What is the “proxy problem,” and why does it matter for ethical outcomes in machine learning?
Why do fairness disputes persist even when teams try to “equalize bias” from the start?
What does humility mean in this ethics framework, and how should it change engineering behavior?
How do dark patterns and growth hacking create ethical risk even when they boost short-term metrics?
Why does the lecture argue that sometimes the ethical answer is “don’t build it,” not “fix it”?
What lessons does medicine offer to machine learning ethics?
Review Questions
- Which ethical tensions—alignment, trade-offs, and humility—show up in the proxy problem and how would you detect them in a new ML product?
- In the Compass example, how can calibration across groups still produce unequal harm, and what does that imply about choosing fairness metrics?

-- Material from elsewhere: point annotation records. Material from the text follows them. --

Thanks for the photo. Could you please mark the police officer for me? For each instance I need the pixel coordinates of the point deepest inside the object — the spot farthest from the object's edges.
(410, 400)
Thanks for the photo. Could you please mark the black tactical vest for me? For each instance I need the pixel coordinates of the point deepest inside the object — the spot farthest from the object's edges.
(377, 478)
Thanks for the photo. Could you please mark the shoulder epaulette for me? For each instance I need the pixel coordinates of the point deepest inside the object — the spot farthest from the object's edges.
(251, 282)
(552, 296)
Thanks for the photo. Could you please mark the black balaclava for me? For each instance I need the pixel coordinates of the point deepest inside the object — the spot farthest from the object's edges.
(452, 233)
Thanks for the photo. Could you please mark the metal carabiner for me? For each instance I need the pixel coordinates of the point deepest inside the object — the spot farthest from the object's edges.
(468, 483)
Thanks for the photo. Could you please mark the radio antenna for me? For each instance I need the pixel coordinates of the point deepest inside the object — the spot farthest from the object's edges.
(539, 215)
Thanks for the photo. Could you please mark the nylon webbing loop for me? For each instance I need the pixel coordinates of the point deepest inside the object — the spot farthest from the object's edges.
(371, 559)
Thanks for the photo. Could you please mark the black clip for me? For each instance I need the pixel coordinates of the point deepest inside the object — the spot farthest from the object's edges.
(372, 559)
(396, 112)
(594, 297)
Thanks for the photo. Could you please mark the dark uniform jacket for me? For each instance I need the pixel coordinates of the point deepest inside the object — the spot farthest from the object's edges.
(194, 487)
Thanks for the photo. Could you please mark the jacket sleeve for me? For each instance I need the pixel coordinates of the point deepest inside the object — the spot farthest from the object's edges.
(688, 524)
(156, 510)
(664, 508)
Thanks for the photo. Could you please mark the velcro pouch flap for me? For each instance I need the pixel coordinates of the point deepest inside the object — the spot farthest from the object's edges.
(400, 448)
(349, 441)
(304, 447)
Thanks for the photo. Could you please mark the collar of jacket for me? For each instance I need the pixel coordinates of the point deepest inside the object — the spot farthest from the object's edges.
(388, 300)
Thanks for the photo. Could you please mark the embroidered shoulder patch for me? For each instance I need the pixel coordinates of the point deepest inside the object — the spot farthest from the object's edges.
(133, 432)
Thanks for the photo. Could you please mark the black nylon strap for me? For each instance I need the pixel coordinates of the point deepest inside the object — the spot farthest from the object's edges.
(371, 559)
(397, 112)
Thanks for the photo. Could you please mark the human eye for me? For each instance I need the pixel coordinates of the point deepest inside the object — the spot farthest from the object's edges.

- What does “accountability” mean for ML systems when interpretability methods are unreliable or easily fooled?
Key Points
- 1
Ethical disputes in tech often come from optimizing measurable proxies that don’t track the real objective, creating alignment failures.
- 2
Stakeholder trade-offs are unavoidable in ethical decisions, but engineers often lack the expertise to quantify human values and acceptable losses.
- 3
Humility should be treated as an engineering requirement: seek domain experts, revisit assumptions, and incorporate user feedback rather than assuming correctness.
- 4
Public trust declines when companies repeatedly deploy manipulative or deceptive practices, so professional ethics needs to be treated as part of engineering culture.
- 5
In machine learning, fairness is not a single target; different fairness definitions can conflict, so “equalizing one metric” may still increase harm for a subgroup.
- 6
Some high-stakes ML systems should be questioned at the “should this be built at all?” stage, especially when targets are biased proxies and systems are proprietary or non-accountable.
- 7
Medicine offers concrete models for responsible ML through clinical-trial standards, auditing frameworks, and systematic failure-mode analysis.